Evaluating the WikiArt Dataset using Quantitative Image Properties, Ratings, and Art History

Date:

The WikiArt dataset is popular in research on art and aesthetics. However, closer inspection reveals occasional subpar image quality, possibly distorting the results of previous research. Here, we present a novel dataset on image quality and findings from a preregistered online study to investigate aesthetic appreciation in relation to common image distortions in WikiArt. Our stimulus set (750 images, 25 art styles) was curated by an art historian, who identified four quality issues within the WikiArt dataset. Many images are either blurred, cropped, enhanced, outdated or a combination of these factors. All 250 (50 per issue) low-quality images from WikiArt were labeled and matched with two high-quality counterparts. We used 38 quantitative image properties (QIPs) to specify the four quality issues labelled by the expert. A one-way MANOVA revealed a strong multivariate effect (V = 0.935, p<.001) of label membership on the QIPs. To reduce dimensionality, we performed PCA and FA and found that the first 5 to 7 components captured ~58% to 60% of total variance, respectively.

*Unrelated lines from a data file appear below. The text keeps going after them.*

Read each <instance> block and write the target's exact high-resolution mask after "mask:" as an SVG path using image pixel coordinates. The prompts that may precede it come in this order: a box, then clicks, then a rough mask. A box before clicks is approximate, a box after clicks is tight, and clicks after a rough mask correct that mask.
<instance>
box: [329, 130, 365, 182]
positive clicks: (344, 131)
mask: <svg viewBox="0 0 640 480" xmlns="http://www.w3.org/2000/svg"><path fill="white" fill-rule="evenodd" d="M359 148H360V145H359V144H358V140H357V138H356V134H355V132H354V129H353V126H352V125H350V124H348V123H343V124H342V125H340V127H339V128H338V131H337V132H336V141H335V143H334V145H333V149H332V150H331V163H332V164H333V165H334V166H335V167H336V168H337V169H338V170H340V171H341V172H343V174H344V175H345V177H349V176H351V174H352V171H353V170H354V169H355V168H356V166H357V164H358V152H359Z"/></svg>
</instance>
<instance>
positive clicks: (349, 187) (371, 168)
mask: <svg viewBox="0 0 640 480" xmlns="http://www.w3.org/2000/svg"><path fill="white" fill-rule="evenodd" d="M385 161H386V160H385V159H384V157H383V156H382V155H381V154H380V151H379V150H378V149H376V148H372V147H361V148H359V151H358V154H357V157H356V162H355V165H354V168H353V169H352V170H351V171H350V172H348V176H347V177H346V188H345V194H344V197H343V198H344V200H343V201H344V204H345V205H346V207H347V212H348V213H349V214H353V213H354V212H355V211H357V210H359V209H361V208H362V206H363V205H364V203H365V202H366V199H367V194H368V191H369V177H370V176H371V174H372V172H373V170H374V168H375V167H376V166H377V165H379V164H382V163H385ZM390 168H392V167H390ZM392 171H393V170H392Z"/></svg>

To investigate the effect of image quality (low vs. high) on aesthetic appreciation, each participant in an online study (N=332) rated 100 images with a Slider Rating Scale (0-100). We also collected demographic information, familiarity with the artworks as well as art expertise. A Mixed Effects Bayesian Regression indicates image quality had only a small, nonsignificant negative effect on the ratings (Est. -1.33, 95%CI[-3.17, 0.53]), even including expertise (Est.-4.13, 95%CI[-10.90, 2.53]) and its interaction with quality (Est. 1.04, 95%CI[-0.92, 2.95]). We provide a theoretical and quantitatively validated dataset of quality distortions in artworks in WikiArt. Model results suggest the quality issues do not influence aesthetic appreciation in a one- image-at-a-time rating task. For deeper insights a follow-up study of direct image comparisons across quality versions is currently being conducted. Acknowledgment: This work is funded by an ERC Advanced Grant (No. 101053925, GRAPPA) awarded to JW.

Recommended citation: Koßmann, L., De Winter, S., Woussen, J., Bossens, C. & Wagemans, J. (2025). Evaluating the WikiArt Dataset using Quantitative Image Properties, Ratings, and Art History [Poster]. 47th European Conference on Visual Perception (ECVP), Mainz, Germany.